Notes on Barnardo Bibliography

14. Hitchman, Janet The King of the Barbareens Harmondsworth,Penguin Books - Putnam, 1960

A medium sized hard covered black book with the title, author and publisher imprinted in gold across the spine only. The fly leaf repeats the title only, and the title page has the title in large italicised black type with elaborate serifs, followed by the author, and the publisher beneath an insignia at the foot, given as from London. Overleaf the copyright notice is dated 1960, and the printer is Richard Clay and company, Ltd, from Bungay in Suffolk. The dedication is to Rachael.



Oh will you surrender, oh will you surrender
The King of the Barbareens?
We won't surrender, we won't surrender
The King of the Barbareens,
I'll tell the King, I'll tell the King,
The King of the Barbareens.
You can tell the King, you can tell the King,
The King of the Barbareens.
They won't surrender, oh King, oh King.
Then I'll come after them, with a one, a two and a three.

Thus runs the rhyme that introduces the author's Norfolk childhood when aged four, and provides the title for this sensitively written book. She remembers being the first girl caught by the king to join the Barbareens. Her remarkable memory searches further back into being bundled around from place to place, as an unwanted orphan, and, writing aged forty, her erudition puts her among the ancient barbarians of East Anglia.

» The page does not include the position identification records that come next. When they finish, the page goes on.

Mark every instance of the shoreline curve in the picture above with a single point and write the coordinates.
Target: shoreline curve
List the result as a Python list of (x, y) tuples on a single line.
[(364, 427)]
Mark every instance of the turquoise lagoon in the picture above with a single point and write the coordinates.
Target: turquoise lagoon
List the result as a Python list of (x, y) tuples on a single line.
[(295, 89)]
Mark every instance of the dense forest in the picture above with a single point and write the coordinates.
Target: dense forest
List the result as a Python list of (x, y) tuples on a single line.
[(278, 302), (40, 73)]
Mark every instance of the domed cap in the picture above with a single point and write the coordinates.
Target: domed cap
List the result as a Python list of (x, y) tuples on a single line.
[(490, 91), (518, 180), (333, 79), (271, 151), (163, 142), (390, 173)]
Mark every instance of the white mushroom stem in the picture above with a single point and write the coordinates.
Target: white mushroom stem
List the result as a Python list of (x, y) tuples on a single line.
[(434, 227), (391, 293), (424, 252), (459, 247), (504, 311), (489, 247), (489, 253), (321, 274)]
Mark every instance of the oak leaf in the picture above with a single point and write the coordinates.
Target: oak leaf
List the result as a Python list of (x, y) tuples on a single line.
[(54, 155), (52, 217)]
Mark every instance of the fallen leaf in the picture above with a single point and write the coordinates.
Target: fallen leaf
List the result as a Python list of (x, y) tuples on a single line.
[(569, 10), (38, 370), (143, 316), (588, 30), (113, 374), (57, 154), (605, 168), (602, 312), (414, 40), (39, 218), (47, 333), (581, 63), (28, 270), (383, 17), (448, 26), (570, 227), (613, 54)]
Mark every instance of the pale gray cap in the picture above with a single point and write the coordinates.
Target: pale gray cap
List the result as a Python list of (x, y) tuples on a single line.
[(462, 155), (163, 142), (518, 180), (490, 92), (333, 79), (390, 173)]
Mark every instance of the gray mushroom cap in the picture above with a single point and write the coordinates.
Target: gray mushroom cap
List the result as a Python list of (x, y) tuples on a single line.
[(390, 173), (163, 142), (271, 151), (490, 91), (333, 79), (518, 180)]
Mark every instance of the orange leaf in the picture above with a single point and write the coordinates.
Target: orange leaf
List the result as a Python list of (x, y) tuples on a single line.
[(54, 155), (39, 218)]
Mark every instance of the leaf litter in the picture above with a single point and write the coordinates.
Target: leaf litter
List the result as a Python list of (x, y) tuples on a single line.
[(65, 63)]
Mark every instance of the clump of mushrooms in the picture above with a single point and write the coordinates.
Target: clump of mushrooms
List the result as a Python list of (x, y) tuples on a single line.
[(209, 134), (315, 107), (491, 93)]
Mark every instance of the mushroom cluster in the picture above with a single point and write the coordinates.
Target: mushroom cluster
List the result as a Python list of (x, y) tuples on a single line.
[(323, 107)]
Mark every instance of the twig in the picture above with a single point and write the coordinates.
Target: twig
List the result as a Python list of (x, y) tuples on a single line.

Severe illness in the form of an ear infection with serious complications led to a long period in a santorium, described in detail that includes flashes of affection, disaffection, response, and rejection, and an education thereafter marked by the effects of this illness and the complications of whooping cough.

In the background are Ladies from the Ministry of Pensions responsible for her many placements, through which she moves with perception and tenacity for some distant purpose. On page 56 she describes seeing an owl 'mobbed in the daytime by a heterogeneous collection of birds united only by the desire to oust the stranger' in relation to the other girls tormenting her at school, and Janet Hitchman was writing some years before Kosinsky's famous novel.

One of her longer relationships with an eccentric but valued carer designated as Mum was terminated when the she was discovered to have stolen some money from the house, without ever having been able to explain that it was a desperate bid to buy her Mum a present.

Chapter four is a fine piece of writing describing Gillingham Hall, and her time there with its elderly and unusual residents, in what promised to be an atmosphere of Dostoevskian gloom, but proved to be a mutually beneficial relationship between the intelligent interests of the two young inmates and the whims of the other mainly elderly lady inhabitants.

The life of a complicated adolescent girl with many phobias is changed by the methods and ethos of Thomas Anguish Hospital School of Housecraft for Girls, in Norwich, which took Elsie (her real name - she changed to Janet later) as a pupil because the headmistress saw the appeal of her, and she flourished, in all forms of educational and political growth, but then had to get a further placement in life.

At that relatively late stage she was sent to the Barnardo's Girls' Village Home at Barkingside. On entry she viewed it as a reformatory, run by a Holy Trinity - The Governors, Dr. Barnardo, and God, but the first were the legendary Misses Picton-Tuberville and McNaughton, and she had Mother Lewis as her Cottage Matron, all of whom have been described with admiration by other girls brought up in the GVH (Notes 9).

The sensitive, intelligent, unhappy, and untrusting girl changed to a student deserving of further education, and Janet Hitchman writes very positively of Barnardos.

Nevertheless, the further education and placement in life that enabled her to become a writer was a lonely course, unsustained by most efforts of love.

Comment: From almost totally unwanted to a little more wanted, as told by a writer of touching ability.